[Your Name] · [Email] · [Phone] · [City, ST]
April 21, 2026
Dear Hiring Manager,
I'm applying for the Senior iOS Engineer role on the Camera and Photos team. The Spatial Photos memory-budget work described in the recent Core Image session at WWDC is the kind of hardware-software trade-off I've been doing at Snap for the last four years — specifically, fitting a real-time computational photography pipeline into the thermal envelope of a mid-range iPhone without dropping below 60fps during preview.
At Snap I was the iOS lead on the on-device portrait pipeline shipped in the 2025 camera redesign. The initial prototype ran at 38fps during preview on iPhone 14 and consumed 412MB of peak memory, which was over our budget on A15. Over 11 months I profiled with Instruments (Time Profiler, Allocations, Metal System Trace) at a per-frame granularity, moved the segmentation pass from Core ML to a custom Metal compute kernel, reorganized the buffer lifecycle so we allocated no heap memory in the hot path, and reduced the model to a 4-bit quantized variant that produced identical output within perceptual JND thresholds. Shipped result: 60fps sustained on iPhone 12 and later, peak memory 147MB, and zero frames dropped under thermal throttling in our 72-device test matrix. All inference stays on-device; no frame, depth map, or inferred attribute ever leaves the user's phone, which was a requirement I argued for from day one and which the legal review later cited as the reason the feature shipped in EU markets without a dedicated consent flow.
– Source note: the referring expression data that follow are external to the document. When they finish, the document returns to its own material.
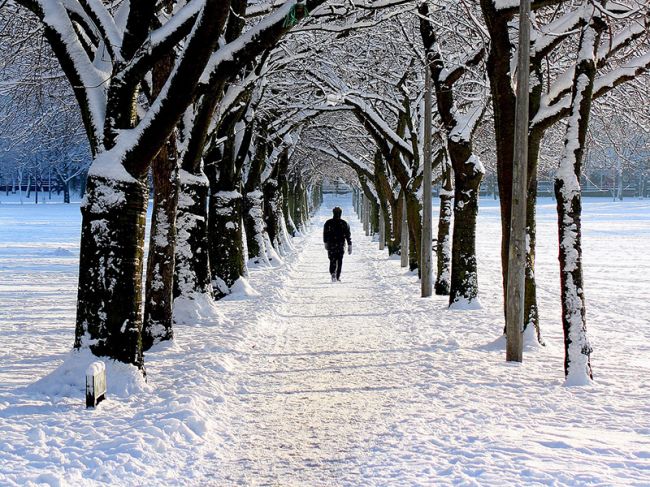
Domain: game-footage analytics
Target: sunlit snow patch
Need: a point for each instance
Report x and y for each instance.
(465, 304)
(195, 309)
(61, 252)
(241, 289)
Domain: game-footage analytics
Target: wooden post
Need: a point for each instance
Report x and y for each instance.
(382, 230)
(427, 220)
(404, 244)
(515, 292)
(95, 384)
(367, 219)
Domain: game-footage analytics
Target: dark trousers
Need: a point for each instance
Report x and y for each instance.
(336, 261)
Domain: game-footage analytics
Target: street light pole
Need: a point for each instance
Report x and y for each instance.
(515, 291)
(427, 223)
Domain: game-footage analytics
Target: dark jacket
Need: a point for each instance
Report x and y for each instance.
(335, 233)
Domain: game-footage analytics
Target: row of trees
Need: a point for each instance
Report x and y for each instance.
(237, 108)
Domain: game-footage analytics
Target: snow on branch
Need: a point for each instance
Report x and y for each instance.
(105, 23)
(345, 157)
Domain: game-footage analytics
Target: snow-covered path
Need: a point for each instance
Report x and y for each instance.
(364, 383)
(334, 373)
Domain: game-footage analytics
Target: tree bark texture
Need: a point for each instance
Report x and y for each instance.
(159, 290)
(577, 363)
(109, 315)
(227, 257)
(192, 258)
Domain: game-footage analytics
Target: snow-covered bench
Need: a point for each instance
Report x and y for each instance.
(95, 384)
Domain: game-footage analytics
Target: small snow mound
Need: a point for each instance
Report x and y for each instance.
(241, 290)
(197, 308)
(69, 379)
(531, 343)
(165, 346)
(61, 252)
(462, 304)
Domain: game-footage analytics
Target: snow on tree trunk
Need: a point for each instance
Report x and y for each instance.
(532, 331)
(414, 220)
(274, 217)
(463, 291)
(109, 315)
(66, 191)
(227, 258)
(577, 364)
(192, 286)
(255, 227)
(159, 290)
(404, 240)
(443, 279)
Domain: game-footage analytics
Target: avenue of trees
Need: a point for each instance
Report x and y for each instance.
(235, 110)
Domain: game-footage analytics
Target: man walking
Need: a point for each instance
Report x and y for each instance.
(335, 233)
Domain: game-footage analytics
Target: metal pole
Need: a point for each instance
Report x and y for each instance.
(515, 292)
(368, 216)
(382, 230)
(427, 220)
(404, 243)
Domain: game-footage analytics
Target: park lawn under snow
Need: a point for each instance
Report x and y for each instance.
(319, 384)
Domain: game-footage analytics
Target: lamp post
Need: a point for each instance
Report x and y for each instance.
(427, 222)
(515, 290)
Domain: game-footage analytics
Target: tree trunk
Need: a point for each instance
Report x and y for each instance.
(531, 311)
(192, 267)
(464, 274)
(404, 240)
(66, 191)
(413, 208)
(577, 364)
(227, 257)
(109, 319)
(159, 291)
(254, 226)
Before Snap I spent three years at a small imaging startup (Halide, co-founder-adjacent) where I owned the RAW pipeline end-to-end and shipped three App Store releases that held 4.9 stars. That range — from being the only person signing the app and also writing the Metal shaders, to leading a 4-engineer subteam on a billion-user camera — is what I'd bring to the Photos team. I've read the Human Interface Guidelines carefully and what I admire most is the insistence that the API surface and the UI surface are one design, not two.
I'd welcome a conversation about the team's current priorities on memory pressure during capture and on the Spatial pipeline. I can share a short Metal kernel I wrote for an unrelated project (open-sourced, 600 lines) if it's useful for the technical portion of the loop.